I’m unfortunately ill and busy at work (Brisbane flu cases up 50%), which has combined into an unpleasant malaise meaning I skipped a post yesterday. But that’s the past, right? Let’s pretend that never happened.
Here is a good link for your edification. It’s Charles Stross talking about writing a novel using Scrivener.
People generally love Scrivener. Although I own a copy and use it for structuring short fiction, I don’t particularly love it. It’s basically a bag of tools and notebooks, and you can do anything you want. I prefer some more structure and less options, but that’s just a personal preference. I tried to structure all my characters for a novel manuscript in a meaningful way (I’m a programmer, so I love meta data), but Scrivener just didn’t do it the way I wanted. Yes, I’m sure there’s a secret way that approximates my needs, but in general, Scrivener chooses to give you the tools to manage stuff however you like.

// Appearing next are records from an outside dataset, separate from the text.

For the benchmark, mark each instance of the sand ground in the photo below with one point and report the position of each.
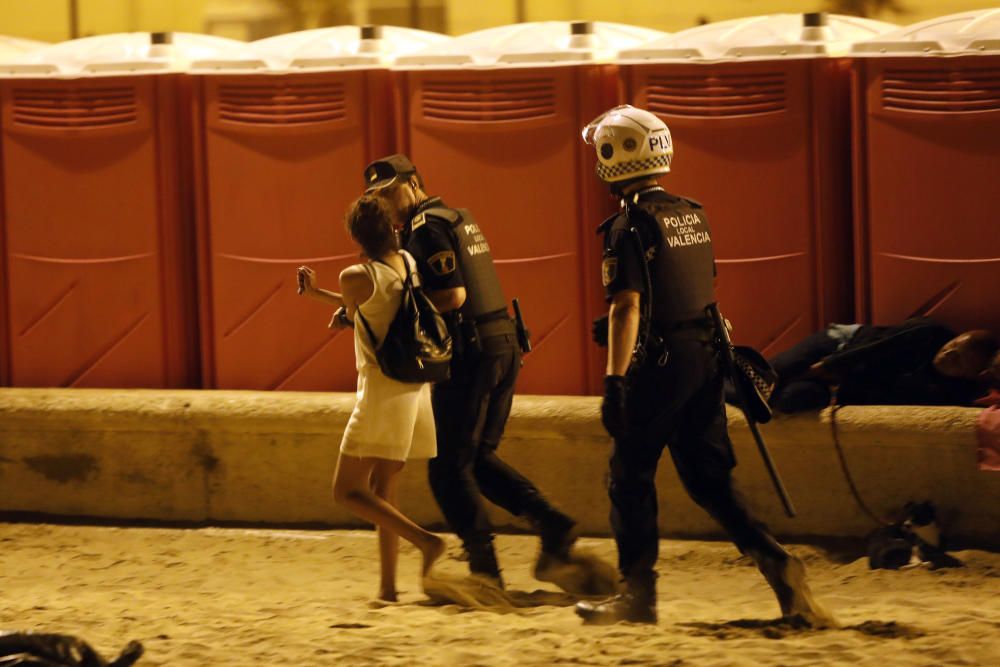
(231, 596)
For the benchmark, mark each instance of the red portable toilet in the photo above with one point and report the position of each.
(282, 140)
(11, 49)
(492, 120)
(759, 111)
(927, 169)
(100, 272)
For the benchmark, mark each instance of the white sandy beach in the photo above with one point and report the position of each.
(235, 596)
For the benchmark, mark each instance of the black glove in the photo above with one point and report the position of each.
(599, 331)
(613, 406)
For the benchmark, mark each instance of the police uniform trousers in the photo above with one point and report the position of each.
(470, 411)
(678, 405)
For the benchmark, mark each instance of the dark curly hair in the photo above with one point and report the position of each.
(369, 222)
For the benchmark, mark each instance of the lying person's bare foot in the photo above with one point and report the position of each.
(787, 579)
(432, 551)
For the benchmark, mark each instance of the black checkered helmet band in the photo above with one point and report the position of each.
(626, 170)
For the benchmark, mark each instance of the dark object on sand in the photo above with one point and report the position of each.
(28, 649)
(892, 546)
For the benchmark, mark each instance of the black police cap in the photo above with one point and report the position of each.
(387, 170)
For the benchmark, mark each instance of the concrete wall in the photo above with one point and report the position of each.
(268, 457)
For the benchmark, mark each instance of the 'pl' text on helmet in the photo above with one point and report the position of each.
(630, 143)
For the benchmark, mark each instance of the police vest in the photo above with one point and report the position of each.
(681, 262)
(483, 294)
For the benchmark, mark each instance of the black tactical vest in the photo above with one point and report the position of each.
(682, 262)
(483, 294)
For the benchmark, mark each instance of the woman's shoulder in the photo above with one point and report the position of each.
(356, 277)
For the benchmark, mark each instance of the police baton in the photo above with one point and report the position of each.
(725, 348)
(523, 335)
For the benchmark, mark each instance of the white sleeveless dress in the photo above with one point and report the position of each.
(391, 419)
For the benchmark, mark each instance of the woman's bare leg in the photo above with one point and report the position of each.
(352, 489)
(385, 484)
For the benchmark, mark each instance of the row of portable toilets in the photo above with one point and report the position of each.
(158, 194)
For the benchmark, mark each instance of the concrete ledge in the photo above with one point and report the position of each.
(268, 458)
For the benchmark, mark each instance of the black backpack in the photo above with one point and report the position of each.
(417, 346)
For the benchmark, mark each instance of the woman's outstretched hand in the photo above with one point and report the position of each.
(306, 278)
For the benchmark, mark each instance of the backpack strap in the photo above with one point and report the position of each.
(370, 270)
(450, 215)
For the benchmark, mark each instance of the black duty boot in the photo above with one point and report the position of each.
(786, 575)
(637, 604)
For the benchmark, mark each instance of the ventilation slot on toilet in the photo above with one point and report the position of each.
(716, 95)
(489, 101)
(941, 91)
(282, 103)
(74, 108)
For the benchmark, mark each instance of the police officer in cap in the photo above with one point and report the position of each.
(471, 409)
(664, 385)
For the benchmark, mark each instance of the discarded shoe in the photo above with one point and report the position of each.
(579, 574)
(52, 650)
(624, 607)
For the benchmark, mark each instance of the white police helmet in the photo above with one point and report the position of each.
(630, 143)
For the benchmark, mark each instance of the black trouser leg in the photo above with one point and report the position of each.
(632, 491)
(451, 473)
(702, 454)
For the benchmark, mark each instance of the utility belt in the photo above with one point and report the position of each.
(468, 334)
(657, 346)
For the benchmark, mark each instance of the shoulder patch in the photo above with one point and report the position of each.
(442, 263)
(609, 270)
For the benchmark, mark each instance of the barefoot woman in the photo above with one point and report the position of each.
(392, 421)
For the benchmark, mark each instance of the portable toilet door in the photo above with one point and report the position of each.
(492, 121)
(99, 256)
(12, 49)
(281, 146)
(927, 165)
(759, 111)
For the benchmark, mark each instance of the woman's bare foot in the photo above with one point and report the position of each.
(433, 550)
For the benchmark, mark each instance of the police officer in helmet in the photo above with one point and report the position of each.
(471, 409)
(664, 386)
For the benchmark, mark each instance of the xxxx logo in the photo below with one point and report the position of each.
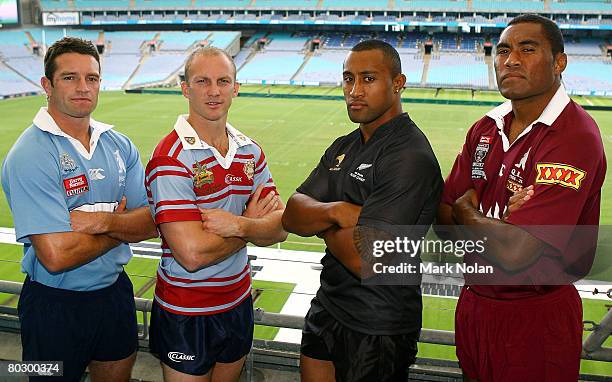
(561, 174)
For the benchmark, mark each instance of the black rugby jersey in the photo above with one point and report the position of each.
(396, 179)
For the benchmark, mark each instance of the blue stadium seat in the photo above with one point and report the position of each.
(458, 70)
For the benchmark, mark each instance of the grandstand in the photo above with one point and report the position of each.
(144, 43)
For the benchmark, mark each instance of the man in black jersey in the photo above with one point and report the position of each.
(380, 176)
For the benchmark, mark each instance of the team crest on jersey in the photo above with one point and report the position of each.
(339, 158)
(76, 185)
(561, 174)
(482, 149)
(67, 163)
(201, 175)
(249, 169)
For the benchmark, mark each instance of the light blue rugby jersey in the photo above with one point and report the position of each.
(47, 174)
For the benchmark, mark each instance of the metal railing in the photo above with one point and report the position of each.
(592, 348)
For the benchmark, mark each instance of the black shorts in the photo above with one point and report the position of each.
(357, 356)
(77, 327)
(193, 344)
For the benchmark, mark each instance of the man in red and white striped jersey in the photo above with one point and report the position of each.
(210, 192)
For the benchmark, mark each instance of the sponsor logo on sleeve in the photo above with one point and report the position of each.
(249, 169)
(201, 175)
(339, 159)
(482, 149)
(560, 174)
(67, 163)
(76, 185)
(96, 173)
(229, 179)
(179, 357)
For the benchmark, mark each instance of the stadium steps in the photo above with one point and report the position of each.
(491, 70)
(143, 58)
(307, 57)
(426, 60)
(249, 58)
(31, 38)
(20, 75)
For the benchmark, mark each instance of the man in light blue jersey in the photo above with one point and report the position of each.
(76, 191)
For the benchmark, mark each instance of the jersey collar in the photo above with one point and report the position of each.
(549, 115)
(190, 140)
(45, 122)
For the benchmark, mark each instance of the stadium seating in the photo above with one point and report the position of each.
(588, 76)
(581, 5)
(265, 66)
(11, 83)
(412, 67)
(352, 4)
(223, 39)
(161, 4)
(101, 4)
(458, 70)
(54, 5)
(583, 47)
(285, 4)
(30, 66)
(222, 3)
(116, 69)
(180, 41)
(158, 67)
(518, 6)
(325, 67)
(434, 4)
(285, 42)
(127, 42)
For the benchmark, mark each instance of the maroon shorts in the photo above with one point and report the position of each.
(532, 339)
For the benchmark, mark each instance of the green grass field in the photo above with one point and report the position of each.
(294, 134)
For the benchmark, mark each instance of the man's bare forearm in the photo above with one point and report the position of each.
(306, 216)
(194, 248)
(62, 251)
(339, 241)
(508, 246)
(131, 226)
(263, 231)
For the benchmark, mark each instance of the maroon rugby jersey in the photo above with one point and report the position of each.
(562, 155)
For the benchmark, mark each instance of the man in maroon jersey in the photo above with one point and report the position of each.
(537, 159)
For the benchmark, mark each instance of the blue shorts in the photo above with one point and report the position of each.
(193, 344)
(77, 327)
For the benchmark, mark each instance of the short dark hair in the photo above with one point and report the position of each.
(389, 53)
(551, 30)
(68, 45)
(207, 51)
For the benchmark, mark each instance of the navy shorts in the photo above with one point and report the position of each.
(77, 327)
(193, 344)
(357, 357)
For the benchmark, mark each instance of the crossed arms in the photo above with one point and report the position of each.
(94, 233)
(513, 250)
(220, 234)
(335, 222)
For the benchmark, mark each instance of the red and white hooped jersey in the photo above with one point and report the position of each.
(183, 175)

Also, it’s a terrible Word Processor (note: it’s not a Word Processor, so that’s hardly Scrivener’s fault). I always paste the entire contents into Word when I’ve finished and do my final formatting.
Stross’s article introduces the product thus:
Some of you probably know about Scrivener, the writer’s tool from Literature and Latte. (If you don’t, the short explanation is that it isn’t a word processor, it’s an integrated development environment for books. It’s cross-platform (although initially developed for Mac OS X —versions for Windows and Linux are available, and it’s being ported to iOS and Android), modestly priced, and has more features than you can wave a bundle of sticks at, mostly oriented around managing, tagging, editing, and reorganizing collections of information including rich text files.)
His review of his own novel writing experience is thorough, listing pros and cons as it relates to his workflow, and worth reading if you are in the market for writing software or even if you already own Scrivener.